Chemical Reaction types

The common kinds of reactions include:

• Isomerisation, in which a chemical compound undergoes a structural rearrangement without any change in its net atomic composition; see stereoisomerism
• Direct combination or synthesis, in which 2 or more chemical elements or compounds unite to form a more complex product:

N₂ + 3 H₂ → 2 NH₃

• Chemical decomposition or analysis, in which a compound is decomposed into smaller compounds or elements:

2 H₂O → 2 H₂ + O₂

• Single displacement or substitution, characterized by an element being displaced out of a compound by a more reactive element:

2 Na(s) + 2 HCl(aq) → 2 NaCl(aq) + H₂(g)

• Metathesis or Double displacement reaction, in which two compounds exchange ions or bonds to form different compounds:

NaCl(aq) + AgNO₃(aq) → NaNO₃(aq) + AgCl(s)

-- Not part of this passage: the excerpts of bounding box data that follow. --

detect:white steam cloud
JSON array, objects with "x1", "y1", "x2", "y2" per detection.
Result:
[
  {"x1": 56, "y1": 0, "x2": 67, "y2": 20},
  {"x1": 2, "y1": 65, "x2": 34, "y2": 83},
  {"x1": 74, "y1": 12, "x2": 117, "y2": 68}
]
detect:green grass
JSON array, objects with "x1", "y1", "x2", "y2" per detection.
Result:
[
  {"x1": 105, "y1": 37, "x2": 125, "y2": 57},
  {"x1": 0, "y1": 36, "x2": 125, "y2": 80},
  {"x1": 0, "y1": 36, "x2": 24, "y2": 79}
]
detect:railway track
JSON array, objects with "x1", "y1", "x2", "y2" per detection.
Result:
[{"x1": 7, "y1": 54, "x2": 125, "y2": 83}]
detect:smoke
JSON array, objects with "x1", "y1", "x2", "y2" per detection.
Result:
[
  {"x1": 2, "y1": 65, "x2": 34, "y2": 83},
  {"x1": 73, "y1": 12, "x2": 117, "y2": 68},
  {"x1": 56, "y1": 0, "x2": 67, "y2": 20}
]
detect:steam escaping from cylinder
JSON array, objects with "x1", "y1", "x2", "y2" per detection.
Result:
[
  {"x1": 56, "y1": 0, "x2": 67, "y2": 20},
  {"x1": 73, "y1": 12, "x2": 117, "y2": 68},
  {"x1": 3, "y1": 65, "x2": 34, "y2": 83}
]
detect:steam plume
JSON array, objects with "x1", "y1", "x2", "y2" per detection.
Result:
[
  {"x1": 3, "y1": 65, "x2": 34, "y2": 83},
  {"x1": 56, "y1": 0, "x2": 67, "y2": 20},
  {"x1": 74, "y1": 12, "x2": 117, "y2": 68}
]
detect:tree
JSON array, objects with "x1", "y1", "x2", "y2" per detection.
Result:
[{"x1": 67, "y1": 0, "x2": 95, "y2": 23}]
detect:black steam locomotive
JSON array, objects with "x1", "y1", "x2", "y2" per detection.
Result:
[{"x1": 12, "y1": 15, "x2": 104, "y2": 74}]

• Acid-base reactions, broadly characterized as reactions between an acid and a base, can have different definitions depending on the acid-base concept employed. Some of the most common are:
  • Arrhenius definition: Acids dissociate in water releasing H₃O⁺ ions; bases dissociate in water releasing OH^- ions.
  • Brønsted-Lowry definition: Acids are proton (H⁺) donors; bases are proton acceptors. Includes the Arrhenius definition.
  • Lewis definition: Acids are electron-pair acceptors; bases are electron-pair donors. Includes the Brønsted-Lowry definition.
• Redox reactions, in which changes in oxidation numbers of atoms in involved species occur. Those reactions can often be interpreted as transferences of electrons between different molecular sites or species. An example of a redox reaction is:

2 S₂O₃²⁻(aq) + I₂(aq) → S₄O₆²⁻(aq) + 2 I⁻(aq)

In which I₂ is reduced to I^- and S₂O₃^2- (thiosulfate anion) is oxidized to S₄O₆^2-.

• Combustion, a kind of redox reaction in which any combustible substance combines with an oxidizing element, usually oxygen, to generate heat and form oxidized products. The term combustion is usually used for only large-scale oxidation of whole molecules, i.e. a controlled oxidation of a single functional group is not combustion.

C₁₀H₈+ 12 O₂ → 10 CO₂ + 4 H₂O

CH₂S + 6 F₂ → CF₄ + 2 HF + SF₆

• Disproportionation with one reactant forming two distinct products varying in oxidation state.

2 Sn²⁺ → Sn + Sn⁴⁺

Organic reactions encompass a wide assortment of reactions involving compounds which have carbon as the main element in their molecular structure. The reactions in which an organic compound may take part are largely defined by its functional groups.